Un viaggio di nove giorni chiuse in una piccola gabbia trasportata in un camion. Odissea per dieci tigri trasportate da Latina alla Russia, ferme da sei giorni al confine tra Polonia e Bielorussia: una è morta e un’altra è in fin di vita. Lo rende noto la Lega Anti Vivisezione che annuncia denuncia contro i responsabili. «I video che abbiamo ricevuto in anteprima mostrano che gli animali viaggiavano in condizioni agghiaccianti, non conformi alla normativa vigente. Dubbi sulla certificazione di idoneità al trasporto delle tigri», afferma la Lav in una nota. Le dieci tigri, riferisce l’associazione animalista, «erano partite da Latina il 22 ottobre scorso ed erano destinate a uno zoo in Russia» a cui sarebbero state cedute da privati, o forse da uno zoo, nel Basso Lazio. Ora sono bloccate da sei giorni al confine tra Polonia e Bielorussia a causa di questioni burocratiche.
Il Wwf: «Ora sono in viaggio verso una struttura adatta»

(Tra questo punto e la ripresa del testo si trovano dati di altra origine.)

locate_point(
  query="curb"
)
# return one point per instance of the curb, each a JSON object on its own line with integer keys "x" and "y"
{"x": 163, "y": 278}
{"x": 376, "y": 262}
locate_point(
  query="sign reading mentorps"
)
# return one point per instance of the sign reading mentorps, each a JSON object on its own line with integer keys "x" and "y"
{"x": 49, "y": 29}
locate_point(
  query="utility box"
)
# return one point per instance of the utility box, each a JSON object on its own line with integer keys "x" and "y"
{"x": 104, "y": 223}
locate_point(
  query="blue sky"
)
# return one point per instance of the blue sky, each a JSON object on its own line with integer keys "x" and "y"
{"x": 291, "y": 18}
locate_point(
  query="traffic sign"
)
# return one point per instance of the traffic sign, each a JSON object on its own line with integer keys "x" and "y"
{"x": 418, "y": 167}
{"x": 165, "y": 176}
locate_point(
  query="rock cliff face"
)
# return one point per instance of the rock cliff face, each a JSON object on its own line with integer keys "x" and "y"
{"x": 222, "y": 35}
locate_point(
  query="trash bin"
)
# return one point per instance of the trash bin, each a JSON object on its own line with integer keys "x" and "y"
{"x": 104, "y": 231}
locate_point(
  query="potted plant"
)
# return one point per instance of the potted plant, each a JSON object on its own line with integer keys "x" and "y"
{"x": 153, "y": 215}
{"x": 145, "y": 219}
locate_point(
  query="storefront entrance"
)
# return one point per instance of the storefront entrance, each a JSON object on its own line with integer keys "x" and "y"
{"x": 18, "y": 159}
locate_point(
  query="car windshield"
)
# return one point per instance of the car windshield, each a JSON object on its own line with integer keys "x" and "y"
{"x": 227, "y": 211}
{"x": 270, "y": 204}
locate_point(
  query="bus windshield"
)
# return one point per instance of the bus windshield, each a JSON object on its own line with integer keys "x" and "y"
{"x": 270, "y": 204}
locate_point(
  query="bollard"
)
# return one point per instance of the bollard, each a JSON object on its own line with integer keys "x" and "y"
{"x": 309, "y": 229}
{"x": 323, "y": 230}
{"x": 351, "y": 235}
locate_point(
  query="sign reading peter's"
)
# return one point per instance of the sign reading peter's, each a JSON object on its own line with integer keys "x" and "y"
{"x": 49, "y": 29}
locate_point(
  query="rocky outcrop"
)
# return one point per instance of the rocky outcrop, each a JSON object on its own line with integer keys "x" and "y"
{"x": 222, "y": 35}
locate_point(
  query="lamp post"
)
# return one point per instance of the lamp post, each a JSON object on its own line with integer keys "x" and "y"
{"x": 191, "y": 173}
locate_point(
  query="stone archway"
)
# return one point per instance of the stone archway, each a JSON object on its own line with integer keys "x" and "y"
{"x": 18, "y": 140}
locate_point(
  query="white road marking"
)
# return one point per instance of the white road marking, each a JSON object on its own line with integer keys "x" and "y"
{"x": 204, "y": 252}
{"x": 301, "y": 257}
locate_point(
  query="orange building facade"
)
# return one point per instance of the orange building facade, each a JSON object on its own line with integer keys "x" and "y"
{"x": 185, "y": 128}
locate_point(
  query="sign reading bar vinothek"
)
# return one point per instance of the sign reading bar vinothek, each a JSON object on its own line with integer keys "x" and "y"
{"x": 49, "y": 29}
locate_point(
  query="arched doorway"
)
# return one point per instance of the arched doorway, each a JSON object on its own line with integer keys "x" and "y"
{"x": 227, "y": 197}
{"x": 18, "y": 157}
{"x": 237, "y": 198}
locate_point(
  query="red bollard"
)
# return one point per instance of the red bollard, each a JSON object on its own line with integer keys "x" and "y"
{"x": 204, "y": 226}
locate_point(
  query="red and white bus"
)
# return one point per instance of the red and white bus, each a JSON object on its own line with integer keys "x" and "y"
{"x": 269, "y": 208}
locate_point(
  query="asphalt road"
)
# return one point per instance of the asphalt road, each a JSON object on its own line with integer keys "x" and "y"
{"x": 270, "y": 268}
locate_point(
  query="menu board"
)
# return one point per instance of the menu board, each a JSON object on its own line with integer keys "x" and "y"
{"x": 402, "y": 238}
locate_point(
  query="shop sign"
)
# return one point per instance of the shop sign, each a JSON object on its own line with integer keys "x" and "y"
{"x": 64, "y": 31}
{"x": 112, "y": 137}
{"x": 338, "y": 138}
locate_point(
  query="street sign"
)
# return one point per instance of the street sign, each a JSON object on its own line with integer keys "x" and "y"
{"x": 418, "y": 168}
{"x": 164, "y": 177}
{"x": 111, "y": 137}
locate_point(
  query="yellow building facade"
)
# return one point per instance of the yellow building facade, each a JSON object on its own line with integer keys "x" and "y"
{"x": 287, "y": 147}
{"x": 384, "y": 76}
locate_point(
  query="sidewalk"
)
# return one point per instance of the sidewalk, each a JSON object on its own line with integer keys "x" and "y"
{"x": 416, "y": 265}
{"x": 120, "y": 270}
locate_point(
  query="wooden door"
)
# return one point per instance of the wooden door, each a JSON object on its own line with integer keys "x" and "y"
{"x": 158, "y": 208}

Sulla vicenda è intervenuto anche il Wwf che parla di «situazione sbloccata grazie all’intervento del governo polacco. «Le tigri sono ora in viaggio verso una struttura in grado di accoglierle», un zoo in Polonia. Fatto sta che le tigri, spiega la Lav in un comunicato, «erano rinchiuse in casse completamente inadeguate per un viaggio così lungo, e la morte degli animali prova che questo trasporto non è stato effettuato tenendo in considerazione le esigenze degli animali». E ancora: «Anche le autorizzazioni presentano delle incongruenze, riportando genericamente la presenza di “animali in cassa” quando, secondo le leggi, deve essere specificata la specie degli animali trasportati». Per queste ragioni la Lav annuncia «una denuncia per maltrattamento ed uccisione degli animali, dal momento che chi ha scelto di usare queste modalità di trasporto ha condannato questi animali a sofferenza e morte, come poi drammaticamente avvenuto. È evidente che il risparmio nell’operazione commerciale ha avuto un ruolo fondamentale sulla sorte di questi animali, e che i responsabili della vendita saranno chiamati a risponderne».